Caparo
- Headquarters: Gaydon, UK
- Key people: Swraj Paul; Angad Paul;
- Subsidiaries: Caparo Vehicle Technologies

= Caparo =

British steel company

Caparo plc is a British company involved mainly in the steel industry, primarily in the design, manufacturing and marketing of steel and niche engineering products.

==History==
Caparo was founded by Lord Swraj Paul in 1968.

A court case involving Caparo, Caparo Industries plc v Dickman, dated to 1990, has become the standard in cases where it is necessary to establish negligence.

The group was headed by Angad Paul, the son of Lord Paul, from 1996, until his death on 8 November 2015. In 2006, Paul acquired the supercar manufacturer Freestream Cars Limited, later renamed Caparo Vehicle Technologies, and released the supercar Caparo T1.

According to a text published 1995, the Caparo group specialized in take-overs. At the time of publishing, the company had fixed assets and investments (having been quoted), of £26 million.

=== Administration ===
Sixteen companies within the group were put into administration in October 2015, leaving three to continue trading as normal.

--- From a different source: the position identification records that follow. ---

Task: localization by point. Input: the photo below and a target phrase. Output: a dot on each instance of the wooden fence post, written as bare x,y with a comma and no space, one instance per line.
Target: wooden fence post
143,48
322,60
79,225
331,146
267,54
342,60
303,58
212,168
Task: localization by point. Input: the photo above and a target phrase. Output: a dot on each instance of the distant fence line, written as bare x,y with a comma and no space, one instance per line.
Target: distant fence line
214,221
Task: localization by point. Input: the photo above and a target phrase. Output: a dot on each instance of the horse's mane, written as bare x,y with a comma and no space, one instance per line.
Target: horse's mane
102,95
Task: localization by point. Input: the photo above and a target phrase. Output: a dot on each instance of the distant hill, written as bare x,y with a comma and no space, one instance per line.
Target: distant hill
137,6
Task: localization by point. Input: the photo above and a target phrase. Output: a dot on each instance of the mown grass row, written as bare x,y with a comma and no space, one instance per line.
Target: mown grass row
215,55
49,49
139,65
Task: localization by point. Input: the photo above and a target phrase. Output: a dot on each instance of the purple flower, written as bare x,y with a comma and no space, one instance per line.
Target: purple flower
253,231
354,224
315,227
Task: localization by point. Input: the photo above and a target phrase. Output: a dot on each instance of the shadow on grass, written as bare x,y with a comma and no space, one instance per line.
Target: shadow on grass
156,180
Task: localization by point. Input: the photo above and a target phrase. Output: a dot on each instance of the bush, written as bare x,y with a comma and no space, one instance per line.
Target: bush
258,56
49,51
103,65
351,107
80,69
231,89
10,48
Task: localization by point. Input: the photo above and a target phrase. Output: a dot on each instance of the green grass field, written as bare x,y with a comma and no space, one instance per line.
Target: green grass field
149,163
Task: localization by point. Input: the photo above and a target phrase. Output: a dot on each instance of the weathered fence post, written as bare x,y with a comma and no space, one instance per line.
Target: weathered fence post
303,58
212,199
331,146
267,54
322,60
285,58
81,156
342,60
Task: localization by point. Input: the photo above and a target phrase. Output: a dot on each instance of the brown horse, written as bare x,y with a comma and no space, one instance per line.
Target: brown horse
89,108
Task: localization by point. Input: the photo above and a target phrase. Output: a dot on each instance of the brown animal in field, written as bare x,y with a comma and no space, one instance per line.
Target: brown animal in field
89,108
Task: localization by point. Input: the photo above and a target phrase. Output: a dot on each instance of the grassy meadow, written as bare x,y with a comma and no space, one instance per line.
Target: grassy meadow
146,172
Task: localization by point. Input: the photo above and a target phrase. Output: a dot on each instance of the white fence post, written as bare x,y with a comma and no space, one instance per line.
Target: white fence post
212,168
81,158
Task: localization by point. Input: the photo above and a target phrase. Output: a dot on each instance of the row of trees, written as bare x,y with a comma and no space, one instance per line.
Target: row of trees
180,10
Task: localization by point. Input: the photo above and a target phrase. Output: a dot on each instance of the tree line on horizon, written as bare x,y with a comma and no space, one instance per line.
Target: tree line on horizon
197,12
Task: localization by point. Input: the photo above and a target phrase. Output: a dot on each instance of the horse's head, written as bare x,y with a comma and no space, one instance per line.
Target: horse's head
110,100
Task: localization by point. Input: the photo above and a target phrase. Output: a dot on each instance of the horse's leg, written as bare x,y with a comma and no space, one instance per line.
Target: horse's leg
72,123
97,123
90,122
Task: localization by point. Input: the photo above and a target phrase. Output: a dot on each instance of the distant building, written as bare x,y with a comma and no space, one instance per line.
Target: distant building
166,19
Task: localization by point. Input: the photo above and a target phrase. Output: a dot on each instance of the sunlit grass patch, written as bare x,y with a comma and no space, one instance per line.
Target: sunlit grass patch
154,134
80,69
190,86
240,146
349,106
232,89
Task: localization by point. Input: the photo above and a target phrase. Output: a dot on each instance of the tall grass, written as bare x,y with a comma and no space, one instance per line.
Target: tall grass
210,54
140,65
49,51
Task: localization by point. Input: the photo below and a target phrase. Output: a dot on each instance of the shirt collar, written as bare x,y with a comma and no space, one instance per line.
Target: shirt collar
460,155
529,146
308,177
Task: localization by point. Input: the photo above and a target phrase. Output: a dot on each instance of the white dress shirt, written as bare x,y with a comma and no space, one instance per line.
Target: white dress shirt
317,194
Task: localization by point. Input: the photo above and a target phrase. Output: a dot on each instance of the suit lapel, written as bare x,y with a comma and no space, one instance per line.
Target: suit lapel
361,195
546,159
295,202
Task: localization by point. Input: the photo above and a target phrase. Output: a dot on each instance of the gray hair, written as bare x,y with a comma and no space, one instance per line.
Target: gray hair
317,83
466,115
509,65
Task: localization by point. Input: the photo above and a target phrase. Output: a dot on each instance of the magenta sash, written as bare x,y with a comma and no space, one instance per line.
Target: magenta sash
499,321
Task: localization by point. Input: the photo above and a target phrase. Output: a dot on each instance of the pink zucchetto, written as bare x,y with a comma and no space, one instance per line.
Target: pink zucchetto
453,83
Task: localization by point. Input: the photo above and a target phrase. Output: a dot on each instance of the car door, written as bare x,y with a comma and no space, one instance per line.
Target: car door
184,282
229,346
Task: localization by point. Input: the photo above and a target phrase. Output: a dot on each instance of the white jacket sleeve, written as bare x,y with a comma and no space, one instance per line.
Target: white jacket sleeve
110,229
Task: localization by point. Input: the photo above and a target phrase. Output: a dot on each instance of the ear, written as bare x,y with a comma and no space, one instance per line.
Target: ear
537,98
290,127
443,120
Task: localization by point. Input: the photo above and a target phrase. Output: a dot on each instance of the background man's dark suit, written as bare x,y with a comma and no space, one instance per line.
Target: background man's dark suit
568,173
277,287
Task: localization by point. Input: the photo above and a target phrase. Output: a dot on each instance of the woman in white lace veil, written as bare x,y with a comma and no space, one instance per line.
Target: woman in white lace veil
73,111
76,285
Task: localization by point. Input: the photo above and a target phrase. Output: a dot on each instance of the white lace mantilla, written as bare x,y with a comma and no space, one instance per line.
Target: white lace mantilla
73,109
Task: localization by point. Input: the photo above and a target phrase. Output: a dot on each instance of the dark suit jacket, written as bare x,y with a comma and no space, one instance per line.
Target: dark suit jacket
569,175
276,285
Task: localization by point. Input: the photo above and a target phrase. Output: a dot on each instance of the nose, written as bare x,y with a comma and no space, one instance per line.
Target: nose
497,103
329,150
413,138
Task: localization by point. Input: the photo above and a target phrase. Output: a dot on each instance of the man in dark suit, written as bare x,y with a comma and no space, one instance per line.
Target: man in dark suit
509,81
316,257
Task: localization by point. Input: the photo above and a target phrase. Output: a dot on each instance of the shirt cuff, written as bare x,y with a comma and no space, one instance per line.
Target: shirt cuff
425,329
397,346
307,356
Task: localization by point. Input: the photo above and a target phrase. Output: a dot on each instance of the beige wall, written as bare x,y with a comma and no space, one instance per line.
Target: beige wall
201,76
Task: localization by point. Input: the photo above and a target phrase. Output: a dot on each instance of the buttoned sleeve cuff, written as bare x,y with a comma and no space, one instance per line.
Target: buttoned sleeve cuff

One month later, following Angad Pauls death, Sanjeev Gupta, head of Liberty House Group, announced that his family had bought a part of the business from the administrators. Liberty House bought Caparo Merchant Bar – one of the three solvent parts of the business that had continued trading – from the administrators in 2017. While CMB had remained solvent, its ability to develop had been restricted by its ties to a pension scheme of its former parent group. Numerous other deals by the administrators saw many companies within the group sold, with consequent savings in jobs.